The Académie Charles Cros (Charles Cros Academy) is a French organization that acts as an intermediary between government cultural policy makers and professionals in music and the recording industry. Founded in 1947, it is composed of fifty members specializing in music criticism, sound recording and culture, and was named in honor of Charles Cros (1842-1888), an inventor and poet who was one of the pioneers of sound recording. Since 1948 the Académie has awarded the Grand Prix du Disque to recognize achievements in recorded music.
The Sixth Jump has also just been named one of Jazz Magazine/Jazzman’s 12 Choc de l’année best of year jazz recordings. The magazine’s review cites Delbecq’s “dreamlike and ultra-sensory” universe and “new purely pianistic élan.”
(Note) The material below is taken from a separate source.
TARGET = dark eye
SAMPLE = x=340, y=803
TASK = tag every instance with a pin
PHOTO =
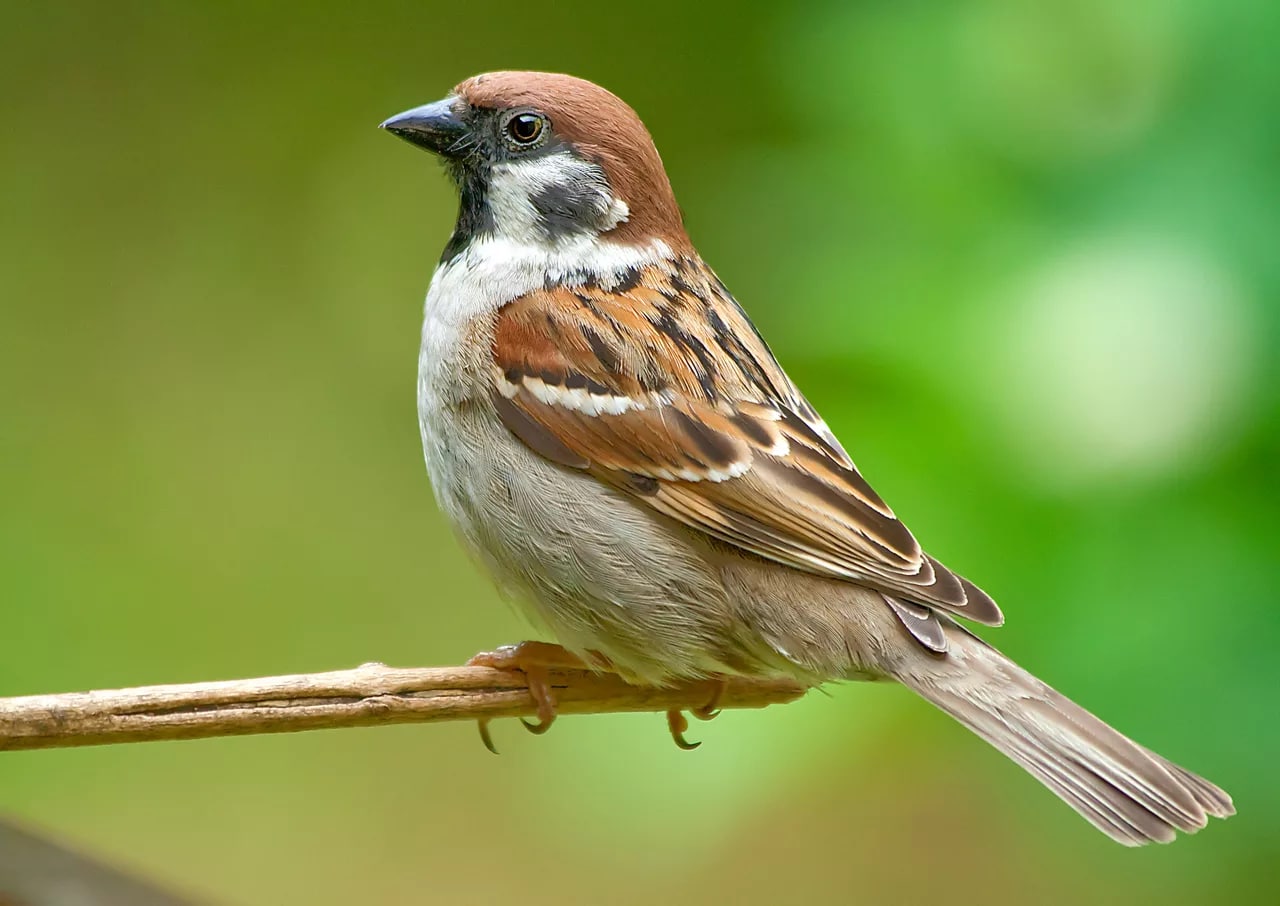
x=525, y=128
Circles and Calligrams and The Sixth Jump are Delbecq's ninth and tenth releases for Songlines, including various collaborations and the co-led groups Kartet and Poolplayers. On the two CDs the Paris-based pianist has recorded two slightly overlapping programs of his compositions, some new, some revisited. Returning to the solo piano on Circles and Calligrams following his remarkable piano duo of 2009 with Andy Milne, Where is Pannonica?, and his 2003 solo debut Nu-turn, and presenting his first trio on The Sixth Jump, Delbecq offers a career summary of sorts while continuing to advance and refine his unique approach. Lauded as “one of the avatars of prepared piano” by Jazz Times, he is noted for traveling, as the New York Times review of both CDs states, “...a mixed continuum of modern jazz, indigenous folk, and contemporary classical...”
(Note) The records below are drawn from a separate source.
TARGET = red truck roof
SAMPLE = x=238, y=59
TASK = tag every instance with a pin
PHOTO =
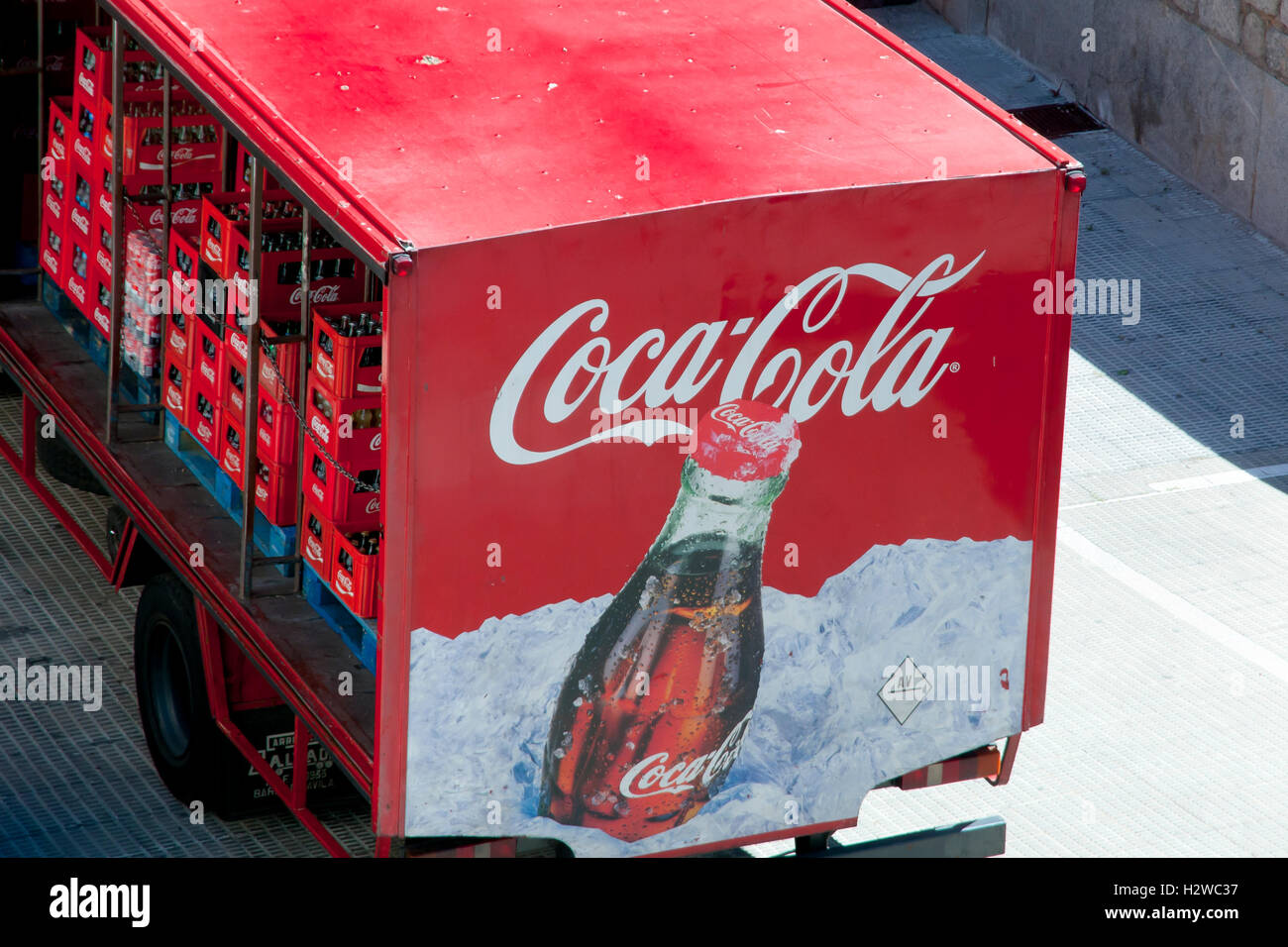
x=423, y=124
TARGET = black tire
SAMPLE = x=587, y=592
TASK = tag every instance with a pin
x=64, y=466
x=187, y=748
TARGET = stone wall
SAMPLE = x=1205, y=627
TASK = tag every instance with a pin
x=1201, y=85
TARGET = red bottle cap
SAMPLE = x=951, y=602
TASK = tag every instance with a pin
x=747, y=441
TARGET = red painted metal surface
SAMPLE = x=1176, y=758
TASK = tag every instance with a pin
x=294, y=795
x=25, y=466
x=220, y=599
x=419, y=134
x=441, y=124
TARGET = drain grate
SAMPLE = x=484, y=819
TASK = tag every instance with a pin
x=1057, y=119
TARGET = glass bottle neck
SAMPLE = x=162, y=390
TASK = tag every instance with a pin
x=713, y=505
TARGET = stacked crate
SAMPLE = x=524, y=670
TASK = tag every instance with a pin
x=343, y=411
x=78, y=178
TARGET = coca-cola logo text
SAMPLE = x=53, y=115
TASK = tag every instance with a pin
x=321, y=294
x=759, y=433
x=897, y=364
x=652, y=776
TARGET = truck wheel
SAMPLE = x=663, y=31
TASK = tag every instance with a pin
x=64, y=466
x=183, y=738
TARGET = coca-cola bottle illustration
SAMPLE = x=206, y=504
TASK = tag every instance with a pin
x=658, y=699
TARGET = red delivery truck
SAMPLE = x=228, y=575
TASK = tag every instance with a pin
x=626, y=431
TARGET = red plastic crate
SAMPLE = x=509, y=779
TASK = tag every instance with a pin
x=80, y=265
x=174, y=377
x=232, y=445
x=232, y=384
x=204, y=415
x=241, y=172
x=101, y=241
x=84, y=138
x=54, y=247
x=62, y=131
x=80, y=219
x=335, y=274
x=196, y=141
x=274, y=491
x=99, y=305
x=207, y=356
x=348, y=365
x=335, y=495
x=316, y=539
x=178, y=335
x=54, y=200
x=286, y=355
x=353, y=575
x=277, y=431
x=336, y=423
x=94, y=64
x=219, y=235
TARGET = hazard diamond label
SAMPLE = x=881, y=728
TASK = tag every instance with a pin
x=905, y=689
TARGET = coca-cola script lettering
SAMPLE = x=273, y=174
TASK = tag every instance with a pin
x=903, y=361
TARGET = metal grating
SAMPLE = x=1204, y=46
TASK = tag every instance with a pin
x=1057, y=119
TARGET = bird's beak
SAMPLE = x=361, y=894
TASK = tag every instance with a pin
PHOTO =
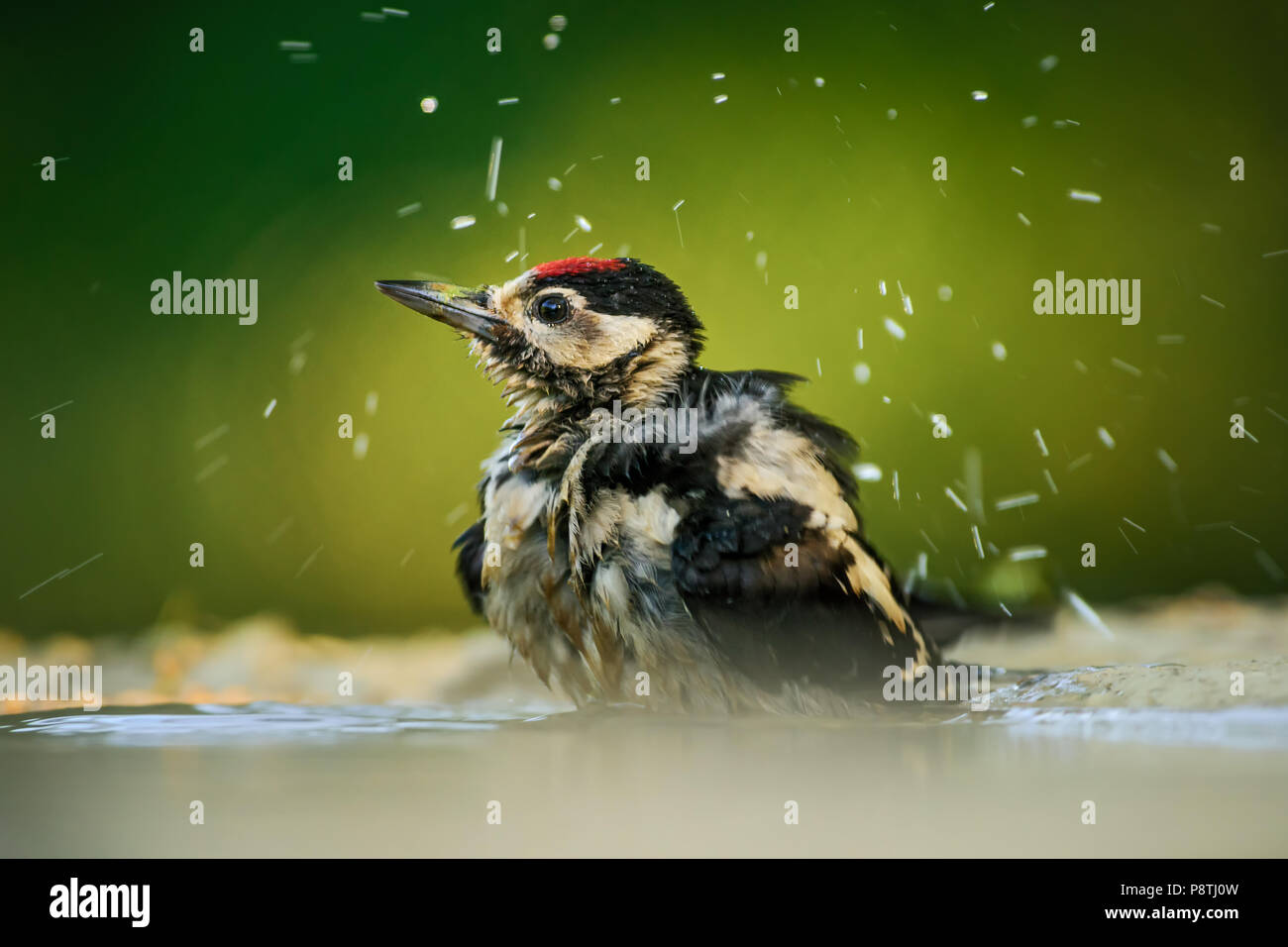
x=456, y=305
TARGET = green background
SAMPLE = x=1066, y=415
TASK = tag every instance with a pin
x=223, y=163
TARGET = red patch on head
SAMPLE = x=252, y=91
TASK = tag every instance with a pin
x=575, y=265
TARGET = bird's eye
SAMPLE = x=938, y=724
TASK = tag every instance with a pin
x=552, y=309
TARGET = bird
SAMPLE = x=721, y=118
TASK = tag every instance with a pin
x=656, y=532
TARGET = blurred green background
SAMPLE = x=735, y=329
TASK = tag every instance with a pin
x=223, y=163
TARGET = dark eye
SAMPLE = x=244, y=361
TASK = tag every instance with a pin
x=552, y=309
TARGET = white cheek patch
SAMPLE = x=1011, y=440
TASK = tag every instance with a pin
x=612, y=337
x=507, y=303
x=588, y=341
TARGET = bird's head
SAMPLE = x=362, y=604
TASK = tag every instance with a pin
x=583, y=330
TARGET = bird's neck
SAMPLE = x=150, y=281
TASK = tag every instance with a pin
x=550, y=424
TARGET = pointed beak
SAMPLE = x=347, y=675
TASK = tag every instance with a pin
x=456, y=305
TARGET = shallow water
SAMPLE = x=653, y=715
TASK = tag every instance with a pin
x=1144, y=723
x=284, y=780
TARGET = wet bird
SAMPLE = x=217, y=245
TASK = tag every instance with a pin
x=656, y=532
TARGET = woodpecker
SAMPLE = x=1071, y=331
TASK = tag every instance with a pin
x=716, y=567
Delbecq's trio on The Sixth Jump features Jean-Jacques Avenel, who was Steve Lacy's preferred bassist for 20 years, and Congolese drummer Emile Biayenda, who uses two snare drums and two gourds, with an ankle shaker attached to his bass drum. Another notable feature of both releases are the remixes, which present new sonic perspectives on the music making. On The Sixth Jump the remixes are by drummer/electronics wizard Steve Argüelles, who Delbecq has collaborated with for 20 years in groups such as the Recyclers and Delbecq 5, and for the past 13 years in the duo Ambitronix.